Oct. 27 brown bag: Breast cancer screening – factors for making your own choices
It’s like a puzzle that has millions of pieces. That’s how the California Breast Cancer Research Program (CBCRP) characterizes breast cancer.
Breast cancer is a varied and highly complex disease that can affect women of all ages and races. The CBCRP, which is administered by UC, is working to eliminate breast cancer by leading innovation in research, communication, and collaboration in the California scientific and lay communities.
The facts about breast cancer are startling:
- Nearly 200,000 California women are living with breast cancer, and today a woman has a 1 in 8 chance of developing the disease during her lifetime.
- Nearly 20,000 Californians will be diagnosed with breast cancer this year.
- Some 80 percent of women who develop breast cancer have no family history.
- Breast cancer risk increases with age and every woman is at risk. In fact, 77 percent of women with breast cancer are over age 50.
- On the average, every two hours a California woman dies of breast cancer. In California, nearly 4,200 women die of breast cancer every year—that’s more than 11 women who die from the disease every day.
Learn about “Breast Cancer Screening: Factors for Making Your Own Choices” from the Director of the California Breast Cancer Research Program, Dr. Mhel Kavanaugh-Lynch, in a noontime session on Wednesday, Oct. 27.
Attend in person at Franklin 5320 or by teleconference.
- Wednesday, Oct. 27
- Noon-1 p.m.
- Franklin Building, Room 5320
- Dial 866-740-1260 and enter access code 7226879.
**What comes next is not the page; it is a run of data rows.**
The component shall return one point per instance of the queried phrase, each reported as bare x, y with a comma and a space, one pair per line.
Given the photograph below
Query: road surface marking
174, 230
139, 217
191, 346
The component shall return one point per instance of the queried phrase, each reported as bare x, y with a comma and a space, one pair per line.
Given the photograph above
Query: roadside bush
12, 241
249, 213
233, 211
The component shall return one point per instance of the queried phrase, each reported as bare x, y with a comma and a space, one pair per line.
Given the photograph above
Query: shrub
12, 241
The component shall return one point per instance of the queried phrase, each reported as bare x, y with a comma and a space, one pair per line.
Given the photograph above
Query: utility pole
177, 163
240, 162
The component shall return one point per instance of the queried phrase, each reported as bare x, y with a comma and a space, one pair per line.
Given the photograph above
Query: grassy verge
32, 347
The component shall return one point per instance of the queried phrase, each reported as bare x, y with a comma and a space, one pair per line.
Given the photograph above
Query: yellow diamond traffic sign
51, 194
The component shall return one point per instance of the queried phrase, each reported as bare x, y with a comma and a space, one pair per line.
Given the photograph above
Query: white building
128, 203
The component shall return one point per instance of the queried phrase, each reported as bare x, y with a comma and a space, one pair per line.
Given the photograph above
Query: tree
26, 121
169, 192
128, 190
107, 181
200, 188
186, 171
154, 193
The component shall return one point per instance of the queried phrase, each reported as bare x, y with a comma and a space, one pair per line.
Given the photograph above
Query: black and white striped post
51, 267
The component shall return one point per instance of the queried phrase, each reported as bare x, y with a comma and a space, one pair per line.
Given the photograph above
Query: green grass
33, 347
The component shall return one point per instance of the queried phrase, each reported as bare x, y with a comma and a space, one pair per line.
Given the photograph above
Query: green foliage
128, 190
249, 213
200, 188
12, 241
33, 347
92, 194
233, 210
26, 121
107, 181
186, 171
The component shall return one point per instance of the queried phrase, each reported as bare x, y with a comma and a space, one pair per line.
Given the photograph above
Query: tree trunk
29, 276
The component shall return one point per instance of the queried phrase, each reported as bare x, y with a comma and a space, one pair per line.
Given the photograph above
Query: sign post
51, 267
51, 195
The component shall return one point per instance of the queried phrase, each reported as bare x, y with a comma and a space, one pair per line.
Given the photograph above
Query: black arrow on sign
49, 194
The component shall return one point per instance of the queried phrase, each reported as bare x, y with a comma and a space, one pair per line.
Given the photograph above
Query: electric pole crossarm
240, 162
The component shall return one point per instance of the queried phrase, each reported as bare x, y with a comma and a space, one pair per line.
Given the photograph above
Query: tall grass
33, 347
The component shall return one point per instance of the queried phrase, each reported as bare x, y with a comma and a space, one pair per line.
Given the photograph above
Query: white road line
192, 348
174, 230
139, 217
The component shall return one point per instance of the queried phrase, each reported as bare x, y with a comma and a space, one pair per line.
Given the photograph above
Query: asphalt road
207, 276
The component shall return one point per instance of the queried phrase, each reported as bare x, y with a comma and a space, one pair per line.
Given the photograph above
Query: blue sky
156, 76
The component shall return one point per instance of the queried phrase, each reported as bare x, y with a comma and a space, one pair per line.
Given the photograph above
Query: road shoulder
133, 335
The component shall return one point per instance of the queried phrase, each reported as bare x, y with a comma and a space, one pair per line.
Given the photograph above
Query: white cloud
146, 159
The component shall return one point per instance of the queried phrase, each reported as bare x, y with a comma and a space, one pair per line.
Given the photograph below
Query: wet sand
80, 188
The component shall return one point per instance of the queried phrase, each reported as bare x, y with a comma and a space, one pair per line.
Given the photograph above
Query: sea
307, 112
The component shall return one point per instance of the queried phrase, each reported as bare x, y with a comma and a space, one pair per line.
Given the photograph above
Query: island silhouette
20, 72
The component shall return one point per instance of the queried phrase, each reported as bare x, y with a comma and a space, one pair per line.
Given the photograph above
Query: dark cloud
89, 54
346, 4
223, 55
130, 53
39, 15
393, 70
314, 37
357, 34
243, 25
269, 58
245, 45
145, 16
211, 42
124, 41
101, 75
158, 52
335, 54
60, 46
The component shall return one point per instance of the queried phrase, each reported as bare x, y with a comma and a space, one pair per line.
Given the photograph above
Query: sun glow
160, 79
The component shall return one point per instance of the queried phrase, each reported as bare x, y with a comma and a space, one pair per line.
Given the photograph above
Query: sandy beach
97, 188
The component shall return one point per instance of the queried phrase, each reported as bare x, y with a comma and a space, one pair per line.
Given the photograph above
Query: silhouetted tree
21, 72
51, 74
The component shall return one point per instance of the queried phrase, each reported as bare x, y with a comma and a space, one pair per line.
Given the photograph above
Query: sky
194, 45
The President’s Advisory Committee on the Status of Women (PACSW) is sponsoring this session.
More about Mhel Kavanaugh-Lynch
Dr. Mhel Kavanaugh-Lynch is the director of the California Breast Cancer Research Program, which is administered by UC. Her work includes setting priorities and developing strategies for the State of California’s research efforts designed to bring an end to breast cancer. She recently led a national panel that developed research strategies to explore disparities and the role of environmental contaminants in breast cancer.
She serves on the oversight group for the NIEHS/NCI Breast Cancer and Environment Research Centers and on the Scientific Guidance Panel for the California Environmental Contaminant Biomonitoring Program. She has served on peer review and advisory panels for the National Institutes of Health, the Centers for Disease Control and Prevention and the California Department of Public Health, as well as for The Breast Cancer Fund, the Gay and Lesbian Medical Association and the American Cancer Society.
She earned a Bachelor of Arts in Biology from Bryn Mawr College, a Master of Science in Pharmacology and a Doctorate of Medicine from New York University, and a Master of Public Health in Epidemiology from the University of Washington. She trained in Internal Medicine at University Hospitals of Cleveland and in Oncology and Cancer Prevention at the Fred Hutchinson Cancer Research Center.
Women We Admire: UC Women Discuss Their Careers
This presentation is part of the series Women We Admire: UC Women Discuss Their Careers, sponsored by PACSW. PACSW focuses on the advancement of women at UCOP.